We then have the issue of using good timing for the feedback we provide when the behaviour happens. If the timing is not appropriate we may be reinforcing a behaviour that is not the intended one. Imagine asking the dog to sit and when he does so we get distracted and look at something else for a few seconds. During that time the dog can stand up, look away, sniff the ground, etc. When you turn back and reinforce the behaviour, what did you reinforce exactly? Was it the sit? Was it the Stand? It is usually difficult to know, but you were probably reinforcing the behaviour that the dog was doing when you offered the reward.

Now let’s discuss an imaginary scenario. Imagine that you go to a restaurant for lunch and you choose fruit instead of chocolate mousse (your typical choice) for desert. When you get home two hours later you find 100$ in cash in your mail box. The money was left there without your knowledge by a wealthy friend of yours who seeks to reinforce the fact that you have chosen to eat fruit instead of chocolate mousse. The millionaire’s intention was to make it more likely that you would choose fruit in the future. It is highly unlikely that the millionaire will be successful in this initiative. Many behaviours have occurred between the time you ate the fruit and found the cash. In this scenario the probability of association between the two behaviours is greatly reduced. Now imagine that what happened instead was that when you ordered the fruit it came with a 100$ voucher on the side. In that scenario it is much more likely that you will order fruit the next time. It all has to do with timing.

We can now make an analogy to an issue that most dog guardians face. Imagine that you get home and your puppy urinated on the floor during your absence. If you decide to reprimand her for the “mistake” she did when you get home, how would she know why she is being reprimanded? It will be very difficult for her to associate your reaction with the behaviour of urinating on the floor that happened half an hour ago. I should make a quick reference here to the fact that I would not recommend reprimanding a puppy for a house training mistake, even if you catch her “in the act”. First, leaving a young puppy unattended in the house without supervision and/or management and “hoping for the best” is a recipe for disaster. Second, if you reprimand her “in the act” she may think that she cannot relieve herself in front of you and will start to sneak away when she needs to relieve herself.

Unfortunately (or maybe fortunately) we cannot tell an animal that we like what he did two hours ago. We have to act in the present moment and we can only influence what is happening then. When I have a conversation with a person, I can let her know that I like what she did yesterday and earlier today. I can also let her know about the things that I did not like. With non-human animals, a system that allows us to do this does not yet exist, as far as I am aware at least.

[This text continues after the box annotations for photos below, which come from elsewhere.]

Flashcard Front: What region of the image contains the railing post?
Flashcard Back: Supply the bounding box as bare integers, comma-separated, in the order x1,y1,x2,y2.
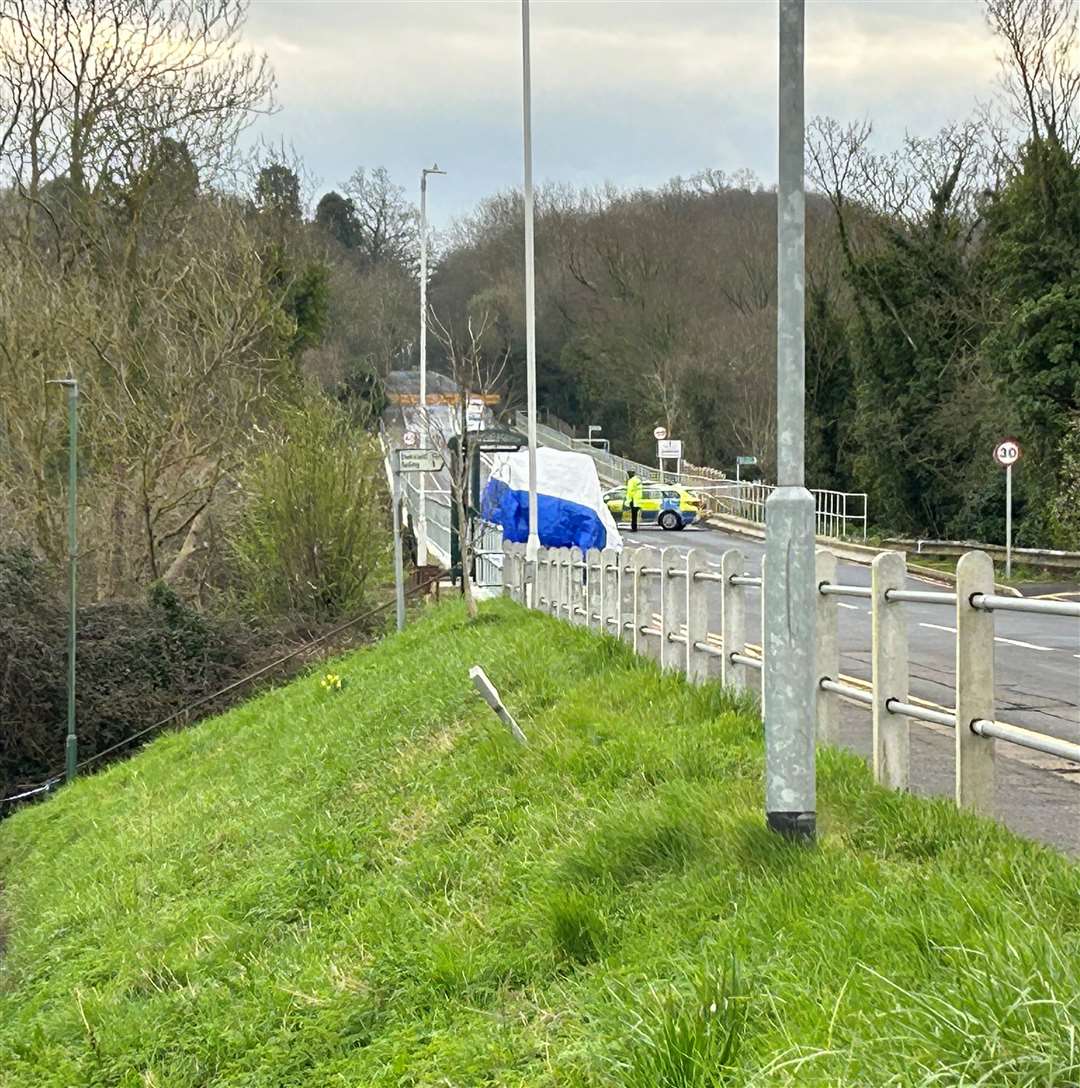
585,547,604,632
660,547,686,670
814,548,840,744
630,547,649,654
870,552,910,790
684,547,723,683
720,547,746,688
956,552,996,816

We would then have the issue of whether or not they are cognitively capable of comprehending information referring to the past, but that is a topic for another time…

I mentioned earlier that in order to positively reinforce a behaviour, and increase its frequency of occurrence in the future, the reward should be offered when the behaviour happens (or in less than a second after the behaviour) in order to be effective. The reality is that it is very difficult to achieve this consistently. The solution to this problem involves the use of a conditioned or secondary reinforcer (e.g. a word, a whistle, the sound of a clicker). A primary reinforcer is something that the individual naturally needs such as food and water. A conditioned reinforcer, on the other hand, acquires meaning when repeatedly paired with something that the individual finds rewarding (typically a primary reinforcer, but it could also be a previously established secondary reinforcer). To accomplish this we make use of classical conditioning and we condition the individual to a “marker” or “bridge”. We do this by systematically presenting it before the delivery of something that already has reinforcement value for the animal (e.g. click – food, click – food, etc.). This is often called “charging the marker” or “charging the clicker”. With enough repetition the clicker will start to elicit the same response that the food would and later on we can use this to pinpoint moments in time in which he just earned a reward.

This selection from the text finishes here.